Funding injection sees company grow
A Nelson biotechnology company has used a significant capital investment to fund technological advances, upgrading its production process and bringing it closer to profitability.
Supreme Biotechnologies, founded four years ago, uses algae grown in a Wakatu Estate factory to produce the antioxidant astaxanthin, used in dietary supplements.
Chief executive Tony Dowd said the company received $1.4 million of private equity investment in May, and this had been used to upgrade the factory to increase profitability.
The company modified the lighting systems - using LEDs - to precisely control the amount of light the algae receive. It also automated some aspects of the growing process, allowing it to process two to three times as much algae for the same cost, with a smaller physical footprint.
"Two people on a shift can manage up to four times as much algae as they did before," Mr Dowd said.
He did not go into specific detail about the nature of the changes, saying he did not want the company's competitors to gain an advantage.
While the processes were not patentable, he wanted them to remain trade secrets. "No-one does what we do."
Those allowed into the factory were always impressed, with comparisons to science-fiction films common, he said.
"A lot of people say it looks like Aliens - you expect things to be jumping out of the bags."
The company is now hoping to run a new round of fundraising so it can increase capacity threefold.
Mr Dowd said it had enough demand for 20 to 30 times what was currently produced.
The company was looking at options such as attracting venture capitalists and finding industry partners, and over the next few months he hoped to have a plan for further growth.
Mr Dowd said the company was not yet at the break-even point, but he expected the expansion to bring it to that point later this year.
The growing process was developed with help from the Cawthron Institute.
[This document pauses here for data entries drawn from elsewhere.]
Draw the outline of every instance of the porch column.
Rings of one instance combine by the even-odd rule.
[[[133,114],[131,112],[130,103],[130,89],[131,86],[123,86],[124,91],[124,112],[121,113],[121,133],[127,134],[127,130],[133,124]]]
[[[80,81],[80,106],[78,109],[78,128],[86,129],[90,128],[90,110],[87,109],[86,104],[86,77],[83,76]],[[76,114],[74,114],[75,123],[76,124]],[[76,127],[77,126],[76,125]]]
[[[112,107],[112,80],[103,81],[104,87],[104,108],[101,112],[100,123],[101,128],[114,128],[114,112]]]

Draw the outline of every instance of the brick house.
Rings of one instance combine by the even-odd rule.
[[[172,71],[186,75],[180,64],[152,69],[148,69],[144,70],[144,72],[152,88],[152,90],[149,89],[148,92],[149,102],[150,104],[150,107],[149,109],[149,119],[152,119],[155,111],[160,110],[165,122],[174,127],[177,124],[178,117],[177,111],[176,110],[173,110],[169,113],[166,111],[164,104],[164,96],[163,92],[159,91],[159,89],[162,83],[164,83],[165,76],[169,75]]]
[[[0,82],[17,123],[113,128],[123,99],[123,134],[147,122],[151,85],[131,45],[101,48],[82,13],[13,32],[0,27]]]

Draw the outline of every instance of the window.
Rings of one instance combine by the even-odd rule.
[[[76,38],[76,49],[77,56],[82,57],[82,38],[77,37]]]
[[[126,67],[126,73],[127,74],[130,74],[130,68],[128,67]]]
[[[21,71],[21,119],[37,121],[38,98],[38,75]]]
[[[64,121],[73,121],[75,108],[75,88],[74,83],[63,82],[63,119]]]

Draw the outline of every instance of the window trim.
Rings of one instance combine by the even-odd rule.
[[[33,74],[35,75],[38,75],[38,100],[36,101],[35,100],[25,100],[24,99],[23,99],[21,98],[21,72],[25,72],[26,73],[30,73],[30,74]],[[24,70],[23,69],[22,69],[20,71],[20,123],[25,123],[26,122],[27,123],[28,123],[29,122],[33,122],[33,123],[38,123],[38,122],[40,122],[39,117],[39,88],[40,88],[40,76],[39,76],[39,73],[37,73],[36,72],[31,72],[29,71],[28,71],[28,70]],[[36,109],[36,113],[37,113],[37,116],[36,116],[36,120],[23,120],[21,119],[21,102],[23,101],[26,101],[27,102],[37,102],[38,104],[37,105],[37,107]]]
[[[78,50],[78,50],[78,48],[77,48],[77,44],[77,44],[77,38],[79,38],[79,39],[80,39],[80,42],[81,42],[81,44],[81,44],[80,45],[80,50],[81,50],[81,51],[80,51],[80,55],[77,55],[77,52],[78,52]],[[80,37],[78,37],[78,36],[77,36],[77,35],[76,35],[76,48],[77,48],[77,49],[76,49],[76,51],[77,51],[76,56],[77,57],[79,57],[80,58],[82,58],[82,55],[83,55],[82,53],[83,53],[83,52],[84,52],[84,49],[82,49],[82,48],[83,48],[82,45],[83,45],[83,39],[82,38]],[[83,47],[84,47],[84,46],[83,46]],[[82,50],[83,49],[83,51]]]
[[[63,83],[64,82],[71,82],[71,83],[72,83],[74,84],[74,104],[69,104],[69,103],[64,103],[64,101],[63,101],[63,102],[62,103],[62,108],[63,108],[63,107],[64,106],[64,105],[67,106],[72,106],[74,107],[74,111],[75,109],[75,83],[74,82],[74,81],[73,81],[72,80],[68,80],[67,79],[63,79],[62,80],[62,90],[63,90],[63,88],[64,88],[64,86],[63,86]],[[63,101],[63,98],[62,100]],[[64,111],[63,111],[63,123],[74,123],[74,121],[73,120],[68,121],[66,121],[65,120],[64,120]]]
Senior researcher Mike Packer said the institute advised Supreme Biotechnologies on the type of algae to use and growing techniques.
The algae is a unique strain, and starts life at the factory as a single cell in a clean culture room.
It then grows in a series of tubes, moving on to bigger containers, until it ends up in 20-litre containers where the algae inoculates in a "green phase room". Those cultures can continue to grow for about six months.
Every day the cultures produce products that are transferred to a "red phase room", where the workers modify the environment to produce astaxanthin.
The algae is processed by Nutrizeal, resulting in an oily mix containing astaxanthin, which is either sold or packaged in capsules to be used elsewhere.
The resulting products are dietary supplements targeting general wellness, energy, joints, mobility, arthritis, blood lipids and vision.
They are sold around the world, from Japan and Scandinavia to the United States, China and Brazil.